A Bruxelles, on redoute que ce nouveau changement de gouvernement n’empêche les mesures d’aboutir, fragilisant à la fois la zone euro et la construction européenne. La capacité de Mario Draghi à réformer l’Etat italien et à utiliser les fonds européens pour relancer l’économie était considérée, notamment à Berlin, comme un test du bien-fondé de cette solidarité européenne”, analyse ainsi Le Monde.

Le Premier ministre italien, Mario Draghi, lors d'une réunion du conseil européen à Bruxelles (Belgique), le 26 juin 2022. (NICOLAS ECONOMOU / NURPHOTO / AFP)

Plus largement, la perspective d’avoir un parti eurosceptique à la tête d’un des pays fondateurs de l’UE n’est pas anodine. “Giorgia Meloni ne parle plus de sortir de l’Union, mais elle défend une vision souverainiste de l’Europe, proche de celle de la Hongrie ou de la Pologne, relève Sofia Ventura, professeure de science politique à l’université de Bologne. Sa politique pourrait mettre en péril la relation de l’Italie avec l’UE, le plan de relance européen, de futurs accords économique ou la construction européenne telle qu’elle est menée aujourd’hui.”

Parce que les résultats sont loin d’être joués d’avance

Si la victoire de Fratelli d’Italia semble être le scénario le plus probable à l’issue des législatives, rien dans la Constitution n’oblige le président à nommer Giorgia Meloni à la tête du gouvernement. “Une fois les résultats connus, il va contacter les leaders de chaque parti pour leur demander qui ils soutiennent. Il est possible qu’un autre nom émerge dans ces échanges”, pointe Sofia Ventura.

“Le matin du 26 septembre, les partis vont lancer les négociations autour du nom du Premier ministre. L’enjeu pour Giorgia Meloni, si son parti gagne, c’est de ne pas se faire voler la victoire.”
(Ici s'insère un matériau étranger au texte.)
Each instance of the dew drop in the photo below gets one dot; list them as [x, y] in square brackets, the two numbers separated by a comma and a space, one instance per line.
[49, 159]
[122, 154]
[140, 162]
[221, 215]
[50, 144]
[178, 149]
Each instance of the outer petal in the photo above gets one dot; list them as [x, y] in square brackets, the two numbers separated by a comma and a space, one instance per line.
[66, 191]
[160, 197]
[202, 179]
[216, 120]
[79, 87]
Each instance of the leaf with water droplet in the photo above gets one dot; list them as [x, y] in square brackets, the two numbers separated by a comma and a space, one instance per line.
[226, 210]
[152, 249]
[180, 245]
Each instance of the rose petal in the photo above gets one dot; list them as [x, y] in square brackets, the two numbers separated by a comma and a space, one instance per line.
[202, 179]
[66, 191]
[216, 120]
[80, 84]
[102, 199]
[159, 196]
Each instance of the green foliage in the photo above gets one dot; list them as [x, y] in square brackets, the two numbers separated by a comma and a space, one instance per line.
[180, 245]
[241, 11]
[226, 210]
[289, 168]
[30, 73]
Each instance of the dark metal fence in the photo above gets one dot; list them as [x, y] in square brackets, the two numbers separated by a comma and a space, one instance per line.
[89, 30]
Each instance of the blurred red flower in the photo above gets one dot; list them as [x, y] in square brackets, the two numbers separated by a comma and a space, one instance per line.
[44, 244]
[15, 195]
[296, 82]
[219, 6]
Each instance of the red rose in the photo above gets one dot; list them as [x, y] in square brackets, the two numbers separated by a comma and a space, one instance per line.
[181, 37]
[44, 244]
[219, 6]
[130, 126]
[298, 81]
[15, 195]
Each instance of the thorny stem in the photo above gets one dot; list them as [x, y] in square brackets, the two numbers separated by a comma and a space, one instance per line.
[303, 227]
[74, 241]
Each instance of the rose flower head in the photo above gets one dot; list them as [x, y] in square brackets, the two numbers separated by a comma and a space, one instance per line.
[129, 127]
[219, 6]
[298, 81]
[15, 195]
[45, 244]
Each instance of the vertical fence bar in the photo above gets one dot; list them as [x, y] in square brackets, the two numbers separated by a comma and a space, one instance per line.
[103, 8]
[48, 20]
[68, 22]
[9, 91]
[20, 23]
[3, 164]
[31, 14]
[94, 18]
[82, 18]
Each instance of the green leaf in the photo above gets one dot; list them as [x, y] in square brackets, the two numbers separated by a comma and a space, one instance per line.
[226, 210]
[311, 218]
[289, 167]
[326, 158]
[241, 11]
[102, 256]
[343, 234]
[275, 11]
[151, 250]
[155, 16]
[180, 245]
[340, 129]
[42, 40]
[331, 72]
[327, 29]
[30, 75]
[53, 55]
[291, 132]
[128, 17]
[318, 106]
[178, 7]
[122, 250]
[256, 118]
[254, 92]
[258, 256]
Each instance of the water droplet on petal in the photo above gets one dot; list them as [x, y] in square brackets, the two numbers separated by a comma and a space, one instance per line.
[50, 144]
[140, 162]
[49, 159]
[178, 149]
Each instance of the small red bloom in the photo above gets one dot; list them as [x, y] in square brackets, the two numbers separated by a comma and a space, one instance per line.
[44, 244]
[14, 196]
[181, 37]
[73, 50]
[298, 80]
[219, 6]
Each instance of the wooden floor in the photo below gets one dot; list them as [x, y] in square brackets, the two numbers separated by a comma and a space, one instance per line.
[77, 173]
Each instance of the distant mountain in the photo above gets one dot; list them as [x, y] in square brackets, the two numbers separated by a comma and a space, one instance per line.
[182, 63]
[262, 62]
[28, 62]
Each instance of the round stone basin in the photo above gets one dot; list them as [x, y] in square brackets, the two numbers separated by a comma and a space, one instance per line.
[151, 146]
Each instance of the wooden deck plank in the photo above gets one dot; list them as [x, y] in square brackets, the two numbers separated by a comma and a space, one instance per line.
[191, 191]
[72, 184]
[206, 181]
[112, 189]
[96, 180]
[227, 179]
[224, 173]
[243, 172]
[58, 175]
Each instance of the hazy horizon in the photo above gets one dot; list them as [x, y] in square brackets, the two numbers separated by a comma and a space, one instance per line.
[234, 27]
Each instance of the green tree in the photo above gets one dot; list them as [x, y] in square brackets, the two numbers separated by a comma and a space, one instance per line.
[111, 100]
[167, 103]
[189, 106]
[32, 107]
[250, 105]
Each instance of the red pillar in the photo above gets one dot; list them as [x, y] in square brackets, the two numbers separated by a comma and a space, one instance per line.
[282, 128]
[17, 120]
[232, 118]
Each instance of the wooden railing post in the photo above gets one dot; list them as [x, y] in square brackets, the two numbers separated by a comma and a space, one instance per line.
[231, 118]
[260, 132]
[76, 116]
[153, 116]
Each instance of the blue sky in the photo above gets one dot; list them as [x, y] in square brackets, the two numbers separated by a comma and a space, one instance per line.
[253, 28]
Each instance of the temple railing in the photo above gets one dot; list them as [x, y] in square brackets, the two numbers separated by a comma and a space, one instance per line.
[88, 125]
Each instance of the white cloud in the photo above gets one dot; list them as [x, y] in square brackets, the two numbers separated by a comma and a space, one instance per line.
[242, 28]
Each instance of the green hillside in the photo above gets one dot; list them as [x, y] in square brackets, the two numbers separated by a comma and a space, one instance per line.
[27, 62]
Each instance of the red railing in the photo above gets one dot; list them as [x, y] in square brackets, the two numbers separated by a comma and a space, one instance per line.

Alban Mikoczy, correspondant de France Télévisions à Rome

à franceinfo

La popularité de la cheffe de Fratelli D’Italia semble toutefois lui donner une longueur d’avance. “Il y a un ‘effet Meloni’ auprès d’une partie de l’électorat, un engouement pour sa personnalité dont les autres partis ont pris acte”, argue Jean-Pierre Darnis.

Même si Giorgia Meloni prend effectivement la tête de l’exécutif, “il est difficile de dire combien de temps durerait son gouvernement, d’autant plus qu’il existe une concurrence entre la Ligue et Fratelli d’Italia”, nuance Sofia Ventura. Selon la politologue italienne, “des rumeurs” circulent déjà sur le risque de voir de nouvelles alliances se former entre des partis de droite et du centre. “Un gouvernement Meloni pourrait donc, comme d’autres avant lui, avoir une vie brève.”